Damn. If I had to describe this story in one word, I would sound like Chris Tucker in Friday, "Damn." The way that Boyle transitions from a story about the naive love of a young couple, into a self-destructive tragedy of misguided youth. I thought that the exposition of the character's thoughts was effective and stood out as Boyle's tool of character development. When Jeremy tries to draw up the image of, "China, the love of his life- and he couldn't, what did she look like? What was her face like..." this is the perfect set up for China's betrayal that comes in the next paragraph. When Boyle shows the reader that the distance between China and Jeremy has grown to the extent that the two are no longer real to each other, it allows for a smooth transition into China's turn against Jeremy.

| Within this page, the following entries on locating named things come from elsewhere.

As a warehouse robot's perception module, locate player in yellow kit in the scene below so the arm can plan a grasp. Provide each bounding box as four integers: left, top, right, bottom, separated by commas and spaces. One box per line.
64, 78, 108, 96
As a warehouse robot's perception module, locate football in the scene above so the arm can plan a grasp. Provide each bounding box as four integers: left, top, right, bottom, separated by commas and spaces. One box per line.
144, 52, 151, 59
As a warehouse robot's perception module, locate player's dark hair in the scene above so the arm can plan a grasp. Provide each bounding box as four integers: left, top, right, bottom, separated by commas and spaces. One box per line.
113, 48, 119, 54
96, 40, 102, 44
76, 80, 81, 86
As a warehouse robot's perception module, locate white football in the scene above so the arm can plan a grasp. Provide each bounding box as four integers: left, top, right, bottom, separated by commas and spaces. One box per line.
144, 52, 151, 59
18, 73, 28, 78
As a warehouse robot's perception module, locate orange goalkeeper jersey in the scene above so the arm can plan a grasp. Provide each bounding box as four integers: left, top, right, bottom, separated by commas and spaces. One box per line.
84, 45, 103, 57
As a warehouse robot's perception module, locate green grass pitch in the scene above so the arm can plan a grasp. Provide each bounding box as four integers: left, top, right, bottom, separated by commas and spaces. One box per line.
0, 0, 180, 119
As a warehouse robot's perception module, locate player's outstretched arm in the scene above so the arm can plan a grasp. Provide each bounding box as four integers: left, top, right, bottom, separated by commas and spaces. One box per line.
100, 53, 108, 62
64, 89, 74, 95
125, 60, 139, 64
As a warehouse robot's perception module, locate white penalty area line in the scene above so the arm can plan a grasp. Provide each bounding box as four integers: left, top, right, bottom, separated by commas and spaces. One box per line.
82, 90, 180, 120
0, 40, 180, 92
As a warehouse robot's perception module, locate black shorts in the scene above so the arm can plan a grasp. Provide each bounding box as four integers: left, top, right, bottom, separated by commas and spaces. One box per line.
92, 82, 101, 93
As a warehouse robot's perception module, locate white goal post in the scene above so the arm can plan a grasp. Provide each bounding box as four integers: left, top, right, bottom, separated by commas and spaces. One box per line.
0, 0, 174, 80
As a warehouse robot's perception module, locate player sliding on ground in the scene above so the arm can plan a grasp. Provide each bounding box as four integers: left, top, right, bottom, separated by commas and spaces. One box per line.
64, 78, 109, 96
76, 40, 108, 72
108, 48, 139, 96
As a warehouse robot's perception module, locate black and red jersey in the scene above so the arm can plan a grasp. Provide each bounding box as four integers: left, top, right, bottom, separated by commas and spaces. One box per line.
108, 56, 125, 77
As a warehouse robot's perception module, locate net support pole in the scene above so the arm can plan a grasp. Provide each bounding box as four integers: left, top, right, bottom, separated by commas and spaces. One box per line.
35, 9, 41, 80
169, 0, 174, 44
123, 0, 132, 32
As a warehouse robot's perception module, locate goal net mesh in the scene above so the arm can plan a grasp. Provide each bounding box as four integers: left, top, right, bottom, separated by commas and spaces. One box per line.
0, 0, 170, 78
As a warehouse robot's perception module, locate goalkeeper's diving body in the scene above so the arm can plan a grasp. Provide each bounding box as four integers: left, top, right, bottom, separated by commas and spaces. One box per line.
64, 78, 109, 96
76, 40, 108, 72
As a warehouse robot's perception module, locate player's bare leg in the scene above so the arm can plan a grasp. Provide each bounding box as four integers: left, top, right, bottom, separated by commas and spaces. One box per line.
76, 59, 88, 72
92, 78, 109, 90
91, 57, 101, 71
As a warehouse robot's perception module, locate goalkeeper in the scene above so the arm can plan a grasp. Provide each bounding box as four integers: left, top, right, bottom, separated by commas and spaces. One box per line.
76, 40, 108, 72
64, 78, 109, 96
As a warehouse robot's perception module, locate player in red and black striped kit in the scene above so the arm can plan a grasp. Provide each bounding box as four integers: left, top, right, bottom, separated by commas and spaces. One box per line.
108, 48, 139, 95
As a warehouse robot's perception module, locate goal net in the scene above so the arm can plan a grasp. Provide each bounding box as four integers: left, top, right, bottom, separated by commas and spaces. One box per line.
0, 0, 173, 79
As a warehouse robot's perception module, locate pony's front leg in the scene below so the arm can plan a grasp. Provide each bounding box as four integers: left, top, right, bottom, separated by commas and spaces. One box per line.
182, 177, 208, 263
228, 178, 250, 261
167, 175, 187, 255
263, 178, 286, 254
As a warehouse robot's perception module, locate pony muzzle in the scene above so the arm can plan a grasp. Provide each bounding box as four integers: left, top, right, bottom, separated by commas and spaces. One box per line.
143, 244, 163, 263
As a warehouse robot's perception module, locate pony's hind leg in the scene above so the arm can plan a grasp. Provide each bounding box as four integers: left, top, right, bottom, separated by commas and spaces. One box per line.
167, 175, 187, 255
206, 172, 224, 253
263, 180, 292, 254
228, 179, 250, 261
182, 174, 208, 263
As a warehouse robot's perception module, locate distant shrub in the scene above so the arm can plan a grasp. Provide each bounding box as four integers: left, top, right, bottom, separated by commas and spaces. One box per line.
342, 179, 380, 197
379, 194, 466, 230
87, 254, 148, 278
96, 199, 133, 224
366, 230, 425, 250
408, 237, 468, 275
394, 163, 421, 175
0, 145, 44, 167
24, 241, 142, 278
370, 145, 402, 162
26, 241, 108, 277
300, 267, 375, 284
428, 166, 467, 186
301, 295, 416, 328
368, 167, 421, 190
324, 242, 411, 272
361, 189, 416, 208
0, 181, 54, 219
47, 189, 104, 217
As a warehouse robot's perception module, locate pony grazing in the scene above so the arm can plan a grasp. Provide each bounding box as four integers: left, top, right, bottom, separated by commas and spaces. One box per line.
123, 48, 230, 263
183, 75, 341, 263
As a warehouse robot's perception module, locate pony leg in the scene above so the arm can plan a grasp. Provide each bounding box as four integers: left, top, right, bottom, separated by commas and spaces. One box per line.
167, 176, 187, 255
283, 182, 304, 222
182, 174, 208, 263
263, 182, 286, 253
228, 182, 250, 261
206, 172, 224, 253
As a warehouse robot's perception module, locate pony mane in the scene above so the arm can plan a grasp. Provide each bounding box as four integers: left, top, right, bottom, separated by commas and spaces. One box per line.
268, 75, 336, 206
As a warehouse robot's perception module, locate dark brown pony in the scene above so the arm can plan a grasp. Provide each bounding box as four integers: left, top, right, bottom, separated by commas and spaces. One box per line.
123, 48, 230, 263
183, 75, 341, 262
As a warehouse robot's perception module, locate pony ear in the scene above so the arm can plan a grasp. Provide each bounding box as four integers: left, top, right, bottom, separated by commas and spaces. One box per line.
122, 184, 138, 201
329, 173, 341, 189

The other extremely useful device that Boyle uses is description. "...And when the baby came out, the baby girl all slick with blood and mucus and the lumped white stuff that was like something spilled at the bottom of a garbage can." Her description of the birth/afterbirth scene is so stomach churning that I winced as I read it. Especially the later part of the sentence where he describes the placenta or the "lumped white stuff" and how it "spilled at the bottom of a garbage can,"I couldn't help but to imagine China as the metaphorical trash can. I found that use of metaphor to be on time for what I felt had to have been going on in Jeremy's head at that point in their relationship. I thought this story was addictive and fast paced.
It is very fast paced -- it has to cover about a year's worth of time, which is a lot for a short story -- usually a couple of days is the time span. Boyle uses a lot of summary instead of dramatization and skips ahead in time a lot. Good analysis of how he uses thought as characterization.